Tickets are free or $31.88 with book

“Gaelynn Lea was born with Osteogenesis Imperfecta. Her parents were loving, cash-strapped theater kids, and she grew up racing about in her first electric wheelchair, having adventures with her siblings, and handing out playbills at her parents’ dinner theater shows. Transfixed by an orchestra performance in 5th grade, Gaelynn was determined to play the cello. When her shortened limbs made playing the instrument challenging, she employed a familiar tactic: adapting. What if she held a violin upright in her wheelchair, like the world’s tiniest cello? That what if was the key that unlocked her lifelong music career.

After winning NPR Music’s Tiny Desk Concert in 2016, Lea became a full-time touring musician—and that’s when she began to truly struggle with the inaccessibility of the music world. Out of necessity, she became a dedicated advocate and activist, pushing back against the prevailing stereotypes, assumptions, and barriers with her own gently defiant style. Lea’s warm, funny, deeply-felt memoir addresses love and faith, sexuality and mortality, the frustration and the joy of difference. She shows how disability inspires and enables unique and indispensable contributions to the world, and reminds readers to think creatively, fight for what they love, and savor the journey.”

M Lin with Gish Jen at Brookline Booksmith
The Memory Museum 
May 5 at 7 p.m.
Free

“Stretching from the present to the future, from China to America and beyond, M Lin’s piercing debut story collection depicts characters finding beauty amidst the disorientation of migration, the contradictions of living between cultures, the perverse realities of race and class, and the delicate dance between survival and resistance.”

Linford D. Fisher at Brookline Booksmith
Stealing America
May 6 at 7 p.m.
Free

“From Virginia to California, from New England to Barbados, Stealing America traces the history of Indigenous enslavement and land dispossession, detailing how colonizers captured Natives and often deliberately mislabeled them as Black slaves to avoid detection. While the American Revolution pealed the bells of freedom for colonists, it paved a larcenous trail of westward expansion that subsequently plundered Indigenous land and stole the labor of Natives from nations like the Cherokee, Navajo, Nisean, and many others.”

“This double theft,’ Fisher writes, “was central to the origins, growth, and eventual success of the English colonies and the United States—not just initially but throughout all of American history.”

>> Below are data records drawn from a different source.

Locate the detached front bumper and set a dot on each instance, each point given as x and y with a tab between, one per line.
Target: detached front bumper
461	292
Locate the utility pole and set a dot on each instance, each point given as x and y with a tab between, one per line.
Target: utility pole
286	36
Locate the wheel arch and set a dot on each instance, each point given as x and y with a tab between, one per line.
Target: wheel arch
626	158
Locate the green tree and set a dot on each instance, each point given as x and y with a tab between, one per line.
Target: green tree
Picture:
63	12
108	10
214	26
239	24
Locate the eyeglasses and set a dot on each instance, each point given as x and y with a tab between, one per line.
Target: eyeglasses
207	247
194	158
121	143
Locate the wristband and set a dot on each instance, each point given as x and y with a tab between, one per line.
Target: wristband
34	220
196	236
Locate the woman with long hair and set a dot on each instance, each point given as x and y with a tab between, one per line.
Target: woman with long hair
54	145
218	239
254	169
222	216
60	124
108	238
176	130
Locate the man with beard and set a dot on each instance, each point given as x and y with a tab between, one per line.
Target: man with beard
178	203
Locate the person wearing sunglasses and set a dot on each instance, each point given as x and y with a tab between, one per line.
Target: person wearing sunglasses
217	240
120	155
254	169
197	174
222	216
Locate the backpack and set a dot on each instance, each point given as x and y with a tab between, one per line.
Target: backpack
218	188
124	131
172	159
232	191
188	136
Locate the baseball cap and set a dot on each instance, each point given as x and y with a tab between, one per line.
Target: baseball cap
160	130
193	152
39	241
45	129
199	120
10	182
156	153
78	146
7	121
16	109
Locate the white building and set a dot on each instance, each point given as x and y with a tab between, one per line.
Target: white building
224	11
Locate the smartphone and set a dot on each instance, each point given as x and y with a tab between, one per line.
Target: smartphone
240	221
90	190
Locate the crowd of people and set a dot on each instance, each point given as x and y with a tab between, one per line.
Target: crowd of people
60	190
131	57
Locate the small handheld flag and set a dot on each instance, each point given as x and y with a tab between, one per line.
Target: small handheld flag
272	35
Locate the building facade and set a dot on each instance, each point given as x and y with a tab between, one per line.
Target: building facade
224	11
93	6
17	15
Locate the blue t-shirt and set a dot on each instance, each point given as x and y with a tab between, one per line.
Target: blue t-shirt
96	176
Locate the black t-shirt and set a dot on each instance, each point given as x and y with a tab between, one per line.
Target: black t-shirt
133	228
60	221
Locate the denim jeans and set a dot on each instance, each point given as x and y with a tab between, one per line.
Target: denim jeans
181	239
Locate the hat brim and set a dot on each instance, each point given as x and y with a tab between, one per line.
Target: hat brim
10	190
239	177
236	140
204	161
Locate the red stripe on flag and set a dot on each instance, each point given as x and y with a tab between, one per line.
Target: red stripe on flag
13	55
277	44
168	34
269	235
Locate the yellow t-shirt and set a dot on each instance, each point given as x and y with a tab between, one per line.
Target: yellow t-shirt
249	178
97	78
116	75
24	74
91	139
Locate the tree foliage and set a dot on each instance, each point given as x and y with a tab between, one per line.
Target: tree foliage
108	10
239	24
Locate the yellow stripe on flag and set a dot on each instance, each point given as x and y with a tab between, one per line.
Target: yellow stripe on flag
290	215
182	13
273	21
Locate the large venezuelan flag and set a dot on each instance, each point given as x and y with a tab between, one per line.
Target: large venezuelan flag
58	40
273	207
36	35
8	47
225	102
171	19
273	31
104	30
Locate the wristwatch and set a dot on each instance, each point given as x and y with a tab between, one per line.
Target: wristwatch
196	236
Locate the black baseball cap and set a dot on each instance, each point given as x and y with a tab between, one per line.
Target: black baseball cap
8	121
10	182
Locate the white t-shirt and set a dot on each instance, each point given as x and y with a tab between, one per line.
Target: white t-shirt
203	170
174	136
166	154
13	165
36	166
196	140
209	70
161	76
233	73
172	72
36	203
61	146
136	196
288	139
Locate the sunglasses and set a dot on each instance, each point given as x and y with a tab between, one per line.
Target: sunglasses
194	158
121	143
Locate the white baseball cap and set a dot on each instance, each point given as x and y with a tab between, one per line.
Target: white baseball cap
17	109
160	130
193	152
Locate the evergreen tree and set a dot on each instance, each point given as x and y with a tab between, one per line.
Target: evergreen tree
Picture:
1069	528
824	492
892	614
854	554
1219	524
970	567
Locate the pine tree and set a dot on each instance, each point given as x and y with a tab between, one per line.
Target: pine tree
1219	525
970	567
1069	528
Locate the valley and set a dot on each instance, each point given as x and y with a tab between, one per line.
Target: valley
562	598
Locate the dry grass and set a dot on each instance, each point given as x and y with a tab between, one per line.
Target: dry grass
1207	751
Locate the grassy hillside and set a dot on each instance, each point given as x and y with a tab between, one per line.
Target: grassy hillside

Hafeez Lakhani in conversation with Julia Glass at Porter Square Books
Abundance
May 7 at 7 p.m.
Free

“Two generations of a Muslim Indian family grapple with what parts of life we control and what we must humbly accept in pursuit of the American dream—for readers of Min Jin Lee, Mohsin Hamid, and Ayad Akhtar

In suburban Miami, sixty-year-old Sakeena—co-owner of a Dunkin’ franchise along with her husband, Ramzan—has nine months to live unless she consents to an organ transplant. Thirty years ago, at Ramzan’s behest, she left her beloved Rawalpindi, India, for the United States. In the years that followed, she compromised her belief in naseeb, the Muslim notion of destiny, and acquiesced to fertility treatments. This time, she is adamant that she should live as intended—without medical intervention. As her health deteriorates, Ramzan desperately seeks to reunite their grown children with the hope of convincing Sakeena to extend her life.”